Bald nach der Entdeckung der Kernspaltung gab es Spekulationen, ob man eine Atombombe bauen könnte. Wie einige Briefe zeigen, hat sich Lise Meitner in Stockholm auch mit dieser Frage beschäftigt. Als dann der Abwurf der beiden Bomben über Japan erfolgte, litt sie unter den völlig unsinnigen Berichten über ihre Rolle an dem Bau der Bombe.

Bereits während des Zweiten Weltkrieges wurde sie durch die Aufnahme als Korrespondierendes Mitglied der Osloer Akademie geehrt, dann folgten die Stockholmer Akademie und die anderen Akademien der Nordischen Länder.

Nach dem Zusammenbruch der Nazidiktatur ermahnte sie ihre Freunde in Deutschland immer wieder, sich offen zur Mitschuld an den begangenen Gräueltaten zu bekennen, denn nur so könne Deutschland wieder in einem Europa bestehen.

Durch ihre Freunde in Amerika erhielt sie 1946 eine Einladung zu Vorlesungen an der Katholischen Universität in Washington. Die Reise wurde zu einem Triumphzug; sie wurde vom Presse-Club der Amerikanischen Journalistinnen zur „Frau des Jahres“ gewählt und erhielt mehrere Ehrendoktorate. Für sie war das Wichtigste das Wiedersehen mit ihren beiden Schwestern und Otto Robert Frisch sowie mit alten Freunden, wie James Franck und dessen Kindern. Auf der Rückreise besuchte sie ihren Bruder und die ältere Schwester in England und nahm am wissenschaftlichen Leben begeistert teil.

Als 1946 Otto Hahn in Stockholm den Nobelpreis für Chemie erhielt, war die Freundschaft durch Hahns Verhalten nahe am Zerbrechen und es dauerte einige Jahre, bis sich das alte Vertrauen wieder einstellte. Briefe an Freunde und Dokumente zu Vorschlägen und Diskussionen des Nobelkomitees geben einen Einblick in das Geschehen.

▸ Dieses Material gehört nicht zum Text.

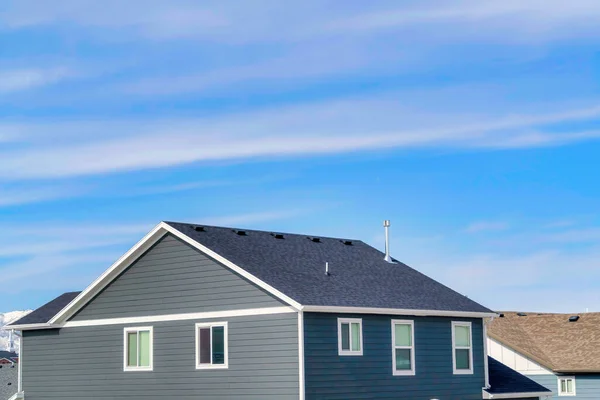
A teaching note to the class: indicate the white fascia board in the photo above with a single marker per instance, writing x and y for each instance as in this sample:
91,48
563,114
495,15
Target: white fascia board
487,395
181,317
397,311
136,251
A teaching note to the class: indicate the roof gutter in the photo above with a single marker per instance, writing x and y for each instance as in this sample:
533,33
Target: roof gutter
398,311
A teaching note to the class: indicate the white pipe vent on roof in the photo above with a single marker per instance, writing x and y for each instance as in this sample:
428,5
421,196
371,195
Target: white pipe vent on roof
386,225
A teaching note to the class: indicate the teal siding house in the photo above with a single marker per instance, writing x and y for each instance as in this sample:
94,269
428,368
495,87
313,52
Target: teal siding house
197,312
559,351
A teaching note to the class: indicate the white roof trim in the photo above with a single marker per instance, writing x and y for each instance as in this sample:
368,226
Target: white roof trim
135,252
397,311
487,395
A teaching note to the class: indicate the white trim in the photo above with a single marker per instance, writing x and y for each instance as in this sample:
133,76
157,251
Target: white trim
454,348
181,317
136,251
20,366
485,354
350,321
413,361
520,395
301,353
566,378
396,311
138,329
211,325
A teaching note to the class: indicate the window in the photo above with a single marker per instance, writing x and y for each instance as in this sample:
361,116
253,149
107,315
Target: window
349,337
138,349
403,343
566,386
462,348
211,345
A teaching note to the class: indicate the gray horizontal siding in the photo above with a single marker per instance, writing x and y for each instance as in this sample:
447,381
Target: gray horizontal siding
87,363
587,386
329,376
173,277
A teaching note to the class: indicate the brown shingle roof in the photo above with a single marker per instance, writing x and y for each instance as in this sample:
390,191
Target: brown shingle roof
551,340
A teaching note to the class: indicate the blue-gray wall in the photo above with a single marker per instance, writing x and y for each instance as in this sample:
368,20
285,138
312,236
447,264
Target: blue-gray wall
329,376
587,386
172,278
87,363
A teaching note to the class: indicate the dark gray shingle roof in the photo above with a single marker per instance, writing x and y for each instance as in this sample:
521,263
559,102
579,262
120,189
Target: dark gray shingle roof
506,380
47,311
359,277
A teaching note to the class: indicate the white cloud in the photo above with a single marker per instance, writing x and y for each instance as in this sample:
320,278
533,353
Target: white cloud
295,131
487,226
25,79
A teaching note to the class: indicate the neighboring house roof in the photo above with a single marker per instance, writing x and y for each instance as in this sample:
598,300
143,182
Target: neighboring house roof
552,340
292,267
505,380
47,311
8,381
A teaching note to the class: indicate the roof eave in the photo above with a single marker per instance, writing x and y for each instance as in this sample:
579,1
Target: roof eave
397,311
516,395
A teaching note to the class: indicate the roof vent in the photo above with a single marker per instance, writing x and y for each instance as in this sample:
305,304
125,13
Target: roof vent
388,257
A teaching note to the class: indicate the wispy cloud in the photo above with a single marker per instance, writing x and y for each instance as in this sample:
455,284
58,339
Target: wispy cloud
17,80
333,128
487,226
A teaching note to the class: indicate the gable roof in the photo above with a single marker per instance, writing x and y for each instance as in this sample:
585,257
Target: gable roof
45,313
360,277
291,268
505,380
551,340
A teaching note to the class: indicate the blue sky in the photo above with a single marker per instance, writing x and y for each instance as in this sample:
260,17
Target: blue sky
472,125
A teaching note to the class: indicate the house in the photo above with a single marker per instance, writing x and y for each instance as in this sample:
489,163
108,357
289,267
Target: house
203,312
559,351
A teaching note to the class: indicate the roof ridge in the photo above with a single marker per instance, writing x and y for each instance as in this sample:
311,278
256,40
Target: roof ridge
263,231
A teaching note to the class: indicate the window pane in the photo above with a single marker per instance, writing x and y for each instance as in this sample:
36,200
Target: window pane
403,361
204,345
403,335
345,336
132,349
463,359
218,350
355,337
462,336
144,349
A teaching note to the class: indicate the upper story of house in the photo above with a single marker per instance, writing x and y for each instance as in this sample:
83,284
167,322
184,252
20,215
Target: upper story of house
254,305
561,351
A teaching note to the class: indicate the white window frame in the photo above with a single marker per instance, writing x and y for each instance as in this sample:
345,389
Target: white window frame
225,347
137,330
407,372
350,321
566,378
454,348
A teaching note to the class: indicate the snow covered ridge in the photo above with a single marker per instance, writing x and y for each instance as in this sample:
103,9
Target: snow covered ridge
6,319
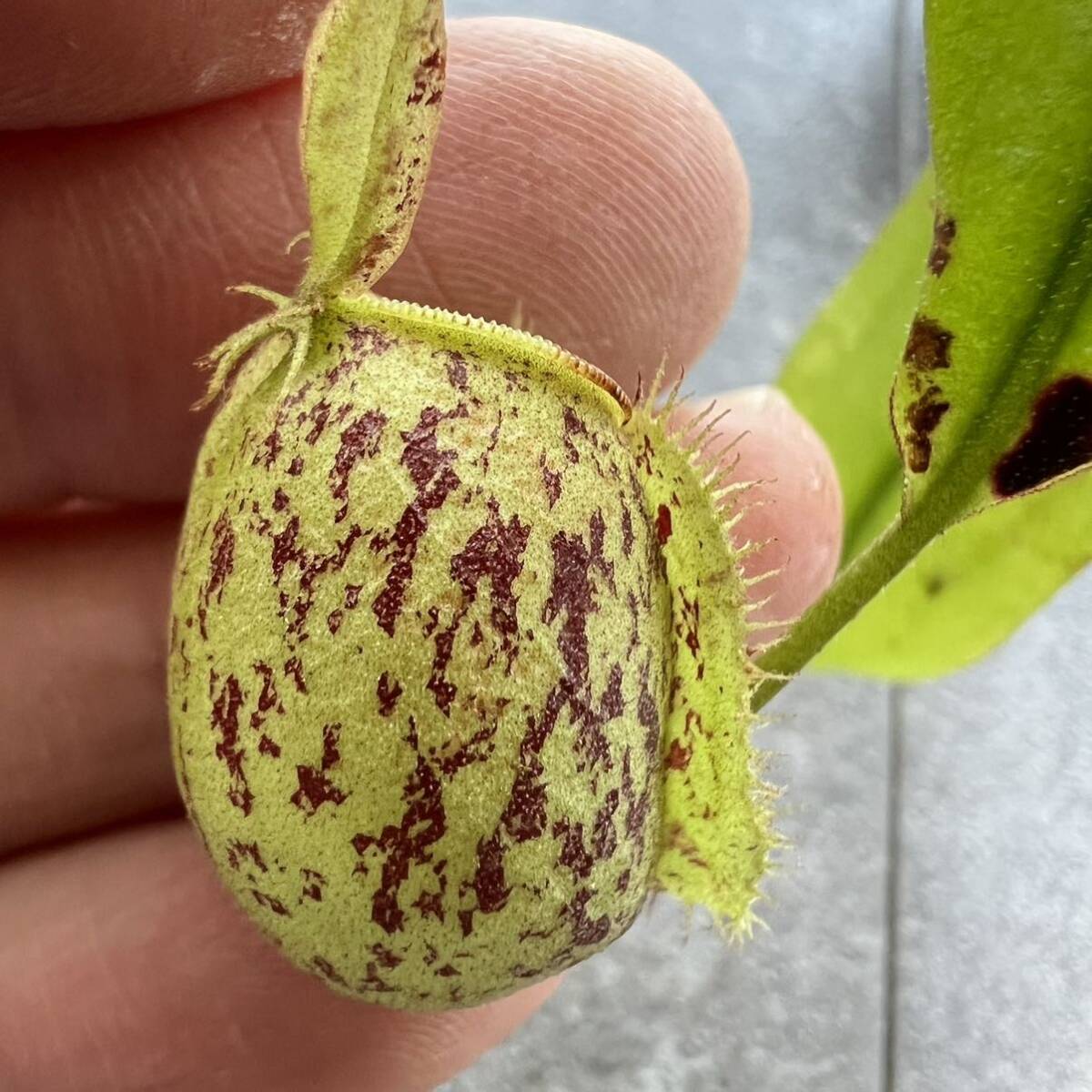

Nach einigen Verzögerungen erhielt sie endlich an der Technischen Hochschule in Stockholm ein eigenes Laboratorium und einige Mitarbeiter. Ihr Interesse an der Physik hatte nicht nachgelassen; dies galt gleichermaßen Kongressen über Kernphysik. Sie besuchte Wien und erfreute sich den Erinnerungen an ihre Jugend. Die Anzahl der Ehrungen durch Akademien nahm zu. In Deutschland erhielt sie die Max-Planck-Medaille und wurde Mitglied des Ordens Pour le Mérite der Friedensklasse.

Nachdem sich in Westdeutschland Universitäten und Akademien wieder konstituierten, die Kaiser-Wilhelm-Gesellschaft aufgelöst und als Max-Planck-Gesellschaft ( MPG ) neu gegründet wurde, bat Fritz Strassmann Lise Meiner, die Direktorenstelle am Chemischen Institut der MPG zu übernehmen. Doch sie konnte sich nicht entschließen, nach Deutschland zurück zu kehren; die politische Haltung der älteren Generation, der latente Antisemitismus, vielleicht auch der jüngeren Mitarbeiter, hielten sie davon ab.

Mit Achtzig entschloss sie sich zu ihrem Neffen und seiner Familie nach Cambridge überzusiedeln. Nochmals reiste sie zu Vorträgen nach Amerika und sprach dabei auch über die Situation von Frauen im Beruf. Zwei Jahre vor ihrem Tod erhielt sie zusammen mit Otto Hahn und Fritz Strassmann die hohe amerikanische Auszeichnung, den Enrico Fermi-Award.